"A hypothesis then comes to mind. Does the historian, insofar as he does history by bringing it to the level of scholarly discourse, not mime in a creative way the interpretive gesture by which those who make history attempt to understand themselves and their world? This hypothesis is particularly plausible for a pragmatic conception of historiography that tries not to separate representations from the practices by which social agents set up the social bond and include multiple identities within it. If so, there would indeed be a mimetic relation between the operation of representing as the moment of doing history, and the represented object as the moment of making history.
Furthermore, historians, little habituated to situating their historical discourse in terms of the critical prolonging of personal and collective memory, are not led to bringing together these two uses of the term 'representation' in relation to what I have called a more primitive one, unless it is in the order of thematic reflection, at least as regards the constitution of the relation to time, that is, in terms of the act of remembering. This too has its ambition, its claim, that of representing the past faithfully. The phenomenology of memory, from the time of Plato and Aristotle, has proposed one key for the interpretation of the mnemonic phenomenon, namely, the power of memory to make present an absent thing that happened previously. Presence, absence, anteriority, and representation thus form the first conceptual chain of discourse about memory. The ambition of the faithfulness of memory would thus precede that of truth by history, whose theory remains to be worked out.

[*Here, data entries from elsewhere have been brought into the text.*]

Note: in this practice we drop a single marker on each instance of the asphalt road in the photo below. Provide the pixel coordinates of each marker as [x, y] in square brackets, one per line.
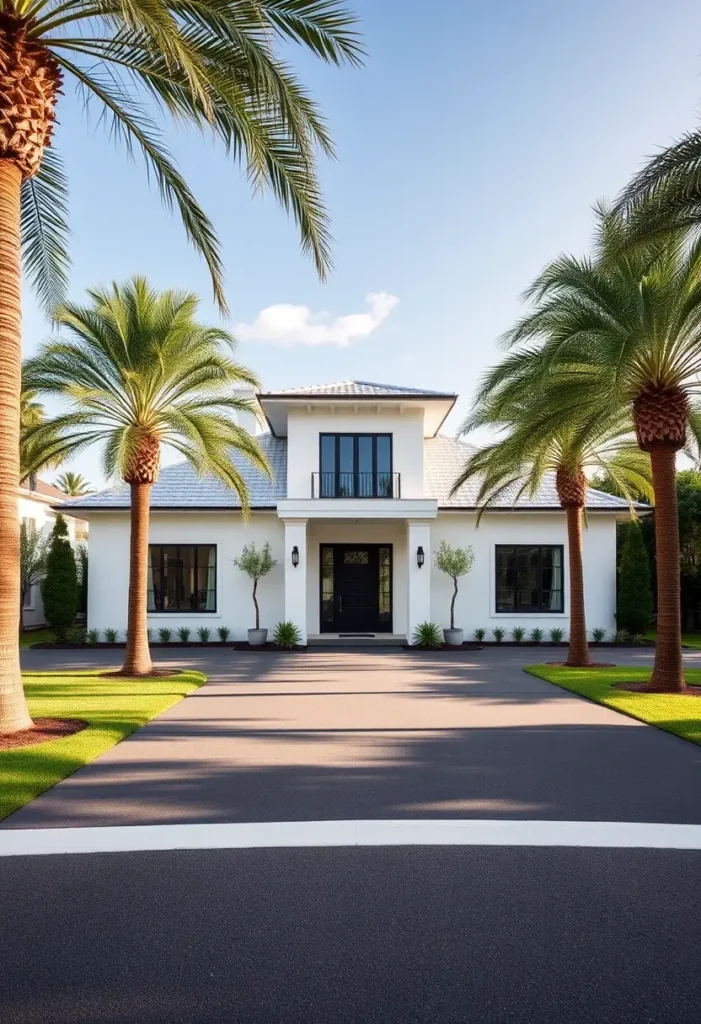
[379, 936]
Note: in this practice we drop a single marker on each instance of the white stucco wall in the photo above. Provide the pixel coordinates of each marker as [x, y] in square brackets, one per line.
[108, 569]
[407, 443]
[476, 599]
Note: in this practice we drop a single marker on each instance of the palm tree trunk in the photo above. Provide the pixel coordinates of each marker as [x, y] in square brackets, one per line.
[667, 674]
[14, 715]
[137, 657]
[578, 651]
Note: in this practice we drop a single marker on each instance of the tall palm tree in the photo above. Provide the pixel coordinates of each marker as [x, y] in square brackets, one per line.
[139, 374]
[208, 64]
[544, 437]
[74, 484]
[633, 318]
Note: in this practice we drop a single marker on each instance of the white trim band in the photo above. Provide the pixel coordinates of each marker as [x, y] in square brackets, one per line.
[475, 832]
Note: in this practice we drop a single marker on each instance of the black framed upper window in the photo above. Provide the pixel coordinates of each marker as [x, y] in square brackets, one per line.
[530, 578]
[355, 466]
[182, 578]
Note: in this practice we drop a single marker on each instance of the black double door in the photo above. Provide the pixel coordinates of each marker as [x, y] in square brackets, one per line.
[356, 588]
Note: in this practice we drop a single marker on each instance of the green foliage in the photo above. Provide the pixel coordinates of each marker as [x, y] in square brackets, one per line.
[427, 635]
[59, 585]
[256, 563]
[287, 635]
[135, 355]
[455, 562]
[212, 66]
[634, 586]
[33, 551]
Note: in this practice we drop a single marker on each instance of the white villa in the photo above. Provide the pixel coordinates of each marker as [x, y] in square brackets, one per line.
[359, 502]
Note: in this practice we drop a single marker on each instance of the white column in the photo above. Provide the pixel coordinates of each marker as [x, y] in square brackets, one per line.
[418, 536]
[296, 577]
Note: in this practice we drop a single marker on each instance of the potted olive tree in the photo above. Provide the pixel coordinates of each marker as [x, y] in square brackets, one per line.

Can this hermeneutic key open the secret of the represented object, before penetrating that of the operation of representing?

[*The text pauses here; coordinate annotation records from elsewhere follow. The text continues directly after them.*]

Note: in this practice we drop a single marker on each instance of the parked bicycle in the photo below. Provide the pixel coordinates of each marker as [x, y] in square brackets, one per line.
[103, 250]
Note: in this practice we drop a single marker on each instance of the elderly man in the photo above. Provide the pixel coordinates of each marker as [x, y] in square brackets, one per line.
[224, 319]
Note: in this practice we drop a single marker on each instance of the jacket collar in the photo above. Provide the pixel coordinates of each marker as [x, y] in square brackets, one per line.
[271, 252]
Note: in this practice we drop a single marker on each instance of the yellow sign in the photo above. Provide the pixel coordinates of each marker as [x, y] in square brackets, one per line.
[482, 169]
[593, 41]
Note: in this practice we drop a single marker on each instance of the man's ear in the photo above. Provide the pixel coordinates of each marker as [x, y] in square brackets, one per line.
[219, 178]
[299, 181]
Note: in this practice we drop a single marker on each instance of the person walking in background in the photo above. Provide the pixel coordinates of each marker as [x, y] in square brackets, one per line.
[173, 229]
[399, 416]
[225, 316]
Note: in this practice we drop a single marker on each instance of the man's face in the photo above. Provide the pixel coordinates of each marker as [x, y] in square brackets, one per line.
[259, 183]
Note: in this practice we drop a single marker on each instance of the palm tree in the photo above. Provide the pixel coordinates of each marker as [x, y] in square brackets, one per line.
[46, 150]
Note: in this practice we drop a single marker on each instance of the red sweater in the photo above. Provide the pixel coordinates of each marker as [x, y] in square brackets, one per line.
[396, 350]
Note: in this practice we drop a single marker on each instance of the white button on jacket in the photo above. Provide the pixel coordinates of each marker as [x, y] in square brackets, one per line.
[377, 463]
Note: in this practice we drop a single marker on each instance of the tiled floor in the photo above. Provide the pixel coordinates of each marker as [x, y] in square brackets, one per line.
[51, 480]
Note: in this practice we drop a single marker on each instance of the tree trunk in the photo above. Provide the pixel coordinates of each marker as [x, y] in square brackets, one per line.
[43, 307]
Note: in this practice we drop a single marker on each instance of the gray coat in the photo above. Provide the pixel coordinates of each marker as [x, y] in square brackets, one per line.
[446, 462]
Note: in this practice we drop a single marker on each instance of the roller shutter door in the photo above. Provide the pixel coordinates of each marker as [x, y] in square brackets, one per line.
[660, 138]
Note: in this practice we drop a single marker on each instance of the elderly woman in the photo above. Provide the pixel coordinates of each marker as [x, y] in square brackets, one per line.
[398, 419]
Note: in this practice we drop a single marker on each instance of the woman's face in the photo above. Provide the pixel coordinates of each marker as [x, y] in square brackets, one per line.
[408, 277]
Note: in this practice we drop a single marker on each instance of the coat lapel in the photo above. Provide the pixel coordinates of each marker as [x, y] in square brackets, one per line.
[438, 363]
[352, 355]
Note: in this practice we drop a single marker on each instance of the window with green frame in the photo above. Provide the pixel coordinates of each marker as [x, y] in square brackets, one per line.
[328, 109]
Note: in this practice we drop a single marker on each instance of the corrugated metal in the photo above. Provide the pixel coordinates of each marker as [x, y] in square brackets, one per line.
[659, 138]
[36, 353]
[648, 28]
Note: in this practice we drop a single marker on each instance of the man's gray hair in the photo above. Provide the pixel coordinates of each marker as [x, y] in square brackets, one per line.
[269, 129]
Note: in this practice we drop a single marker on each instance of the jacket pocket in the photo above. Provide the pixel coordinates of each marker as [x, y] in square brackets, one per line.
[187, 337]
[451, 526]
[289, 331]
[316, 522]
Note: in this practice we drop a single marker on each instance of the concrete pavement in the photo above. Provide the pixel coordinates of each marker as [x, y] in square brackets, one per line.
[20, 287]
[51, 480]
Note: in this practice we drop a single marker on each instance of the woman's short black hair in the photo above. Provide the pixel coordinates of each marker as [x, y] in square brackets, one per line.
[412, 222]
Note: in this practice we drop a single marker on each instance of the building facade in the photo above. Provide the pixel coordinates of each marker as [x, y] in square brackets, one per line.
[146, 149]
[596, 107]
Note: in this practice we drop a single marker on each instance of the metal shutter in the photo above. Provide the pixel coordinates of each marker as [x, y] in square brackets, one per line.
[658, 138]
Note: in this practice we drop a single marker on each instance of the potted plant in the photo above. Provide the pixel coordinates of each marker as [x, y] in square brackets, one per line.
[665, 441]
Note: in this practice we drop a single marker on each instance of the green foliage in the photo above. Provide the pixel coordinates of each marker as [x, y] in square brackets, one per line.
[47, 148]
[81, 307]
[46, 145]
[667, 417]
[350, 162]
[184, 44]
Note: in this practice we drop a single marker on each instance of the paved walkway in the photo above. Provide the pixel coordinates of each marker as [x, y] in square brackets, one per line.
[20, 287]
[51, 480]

Some historians have thought about this, without leaving behind the framework of the history of representations. Fro them, what is important is actualizing the reflective resources of social agents in their attempts to understand themselves and their world. This is the approach recommended and practiced by Clifford Geertz in The Interpretation of Cultures, where as a sociologist he confines himself to conceptualizing the outlines of self-understanding immanent to a culture. The historian can also undertake to do this. But can he do so without providing the analytic instrument that this spontaneous self-understanding lacks? The answer can only be negative. Yet the work thus applied to the idea of representation does not surpass the privilege of conceptualization that the historian exercises from one end to the other of the historiographical operation, hence from reading the archives to writing the book, in passing through explanation/understanding and its literary organization. Therefore there is nothing shocking in introducing into the discourse on the represented object fragments of analysis and of definition borrowed from another discursive domain than history" (Ricoeur 2006:228-229).
Ricoeur, Paul
2006[2004] Memory, History, Forgetting. Kathleen Blamey & David Pellauer, trans. Chicago, IL: The University of Chicago Press.